En effet, bien entraînée, cette force  de vente sait argumenter de la façon la plus performante et surtout la plus personnalisée vis-à-vis des objections des prospects ciblés, qui ne se décident pas à acheter.

Que ce soit pour :

– mieux faire connaître les avantages de votre offre,

– aider le prospect à essayer votre proposition même s’il est apparemment satisfait de son fournisseur actuel,

– et, surtout, argumenter concernant toutes les objections relatives au prix

  • Un réseau de magasins propres est un investissement élevé, mais garant de votre présence continue  sur le marché

Même si la vente en ligne a le vent en poupe,

toutes les grandes marques ont compris l’intérêt de posséder leur propre réseau de magasins :

l’effet d’image est sans commune mesure par rapport à de la simple publicité,

– et la maîtrise de la relation client y gagne énormément.
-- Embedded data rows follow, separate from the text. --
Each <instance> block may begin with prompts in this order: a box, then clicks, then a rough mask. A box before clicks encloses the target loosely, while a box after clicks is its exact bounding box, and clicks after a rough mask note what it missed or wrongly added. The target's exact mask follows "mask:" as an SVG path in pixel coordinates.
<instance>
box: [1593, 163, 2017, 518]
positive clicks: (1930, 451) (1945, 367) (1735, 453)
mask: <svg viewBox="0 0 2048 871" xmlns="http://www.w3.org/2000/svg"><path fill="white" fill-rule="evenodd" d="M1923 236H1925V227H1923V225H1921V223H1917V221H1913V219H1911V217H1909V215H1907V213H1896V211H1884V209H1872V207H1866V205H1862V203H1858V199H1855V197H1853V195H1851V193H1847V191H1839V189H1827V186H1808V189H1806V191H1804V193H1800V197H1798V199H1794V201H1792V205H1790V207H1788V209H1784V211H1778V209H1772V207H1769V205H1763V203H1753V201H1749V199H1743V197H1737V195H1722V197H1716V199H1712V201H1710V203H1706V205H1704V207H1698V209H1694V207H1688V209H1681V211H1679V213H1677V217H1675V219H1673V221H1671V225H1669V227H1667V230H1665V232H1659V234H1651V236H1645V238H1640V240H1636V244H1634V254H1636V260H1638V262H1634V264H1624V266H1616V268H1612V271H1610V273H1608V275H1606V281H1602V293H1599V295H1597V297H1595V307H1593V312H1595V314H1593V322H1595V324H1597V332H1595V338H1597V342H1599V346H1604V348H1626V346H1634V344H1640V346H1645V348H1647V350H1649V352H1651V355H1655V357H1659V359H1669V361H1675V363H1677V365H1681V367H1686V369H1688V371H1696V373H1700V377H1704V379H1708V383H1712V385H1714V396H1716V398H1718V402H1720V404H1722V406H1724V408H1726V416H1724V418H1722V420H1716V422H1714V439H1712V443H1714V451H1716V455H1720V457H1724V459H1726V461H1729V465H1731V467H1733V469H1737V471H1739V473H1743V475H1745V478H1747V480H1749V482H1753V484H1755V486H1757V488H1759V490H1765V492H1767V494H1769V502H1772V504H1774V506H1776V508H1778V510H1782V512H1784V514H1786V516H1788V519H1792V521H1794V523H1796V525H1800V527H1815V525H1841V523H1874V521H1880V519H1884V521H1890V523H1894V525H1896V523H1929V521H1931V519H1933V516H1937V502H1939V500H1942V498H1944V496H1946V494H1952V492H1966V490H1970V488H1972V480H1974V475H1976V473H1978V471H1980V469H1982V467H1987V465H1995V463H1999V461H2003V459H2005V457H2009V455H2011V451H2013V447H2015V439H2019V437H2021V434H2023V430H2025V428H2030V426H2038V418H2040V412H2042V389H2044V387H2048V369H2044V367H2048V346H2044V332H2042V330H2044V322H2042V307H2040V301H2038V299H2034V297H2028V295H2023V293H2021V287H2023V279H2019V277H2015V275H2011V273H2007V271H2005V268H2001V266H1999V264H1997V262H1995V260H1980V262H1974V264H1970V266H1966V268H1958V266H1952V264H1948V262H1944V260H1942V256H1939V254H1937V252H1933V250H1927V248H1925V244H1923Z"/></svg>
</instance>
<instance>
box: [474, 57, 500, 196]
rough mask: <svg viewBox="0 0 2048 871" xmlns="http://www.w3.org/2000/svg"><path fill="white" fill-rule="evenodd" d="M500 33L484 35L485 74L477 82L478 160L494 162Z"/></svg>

Ceci est particulièrement vrai du marché grand public, bien évidemment (BtoC).

Il suffit de citer des marques mondialement connues comme Apple, ou Nespresso,

qui sont venues à créer de véritables  « magasins – cathédrales » d’accueil et de conseils,

après avoir réalisé leur développement avec des partenaires de distribution (parfois des « corners » dans de grandes chaînes de magasins),

et de la vente en ligne, dès le début.

 

Si vous n’êtes pas sur le marché grand public, ces 2 types de canaux de contact se déclinent aussi bien pour le marché Business to Business (BtoB), à savoir :

  • Un réseau de magasins partenaires à privilégier, dont l’image professionnelle est forte dans son secteur

Il en est ainsi de toutes les filières de distribution de matériels et d’équipements techniques (les grossistes en électricité, chauffage, bâtiment en général),

qui assurent l’interface entre les fabricants et les professionnels de la mise en œuvre de ces produits sur le terrain (entreprises et particuliers).

A ces distributeurs d’entretenir une relation forte avec leurs clients (votre client final),

et de promouvoir votre offre pour sa qualité, et avec toute l’animation commerciale que vous leur mettez à disposition.

  • Une force commerciale partenaire, celle de votre distributeur, qui joue le même rôle que le ferait votre propre force de vente

Des enseignes fortes de distribution professionnelle (« grossistes ») ont leurs propres forces de prescription auprès des grands clients.

Certes, ils représentent plusieurs marques,dont la vôtre.

A vous de vous positionner comme un pilier de la profession pour qu’ils fassent des efforts particuliers pour promouvoir votre offre : concours de vente, challenge clients, … etc.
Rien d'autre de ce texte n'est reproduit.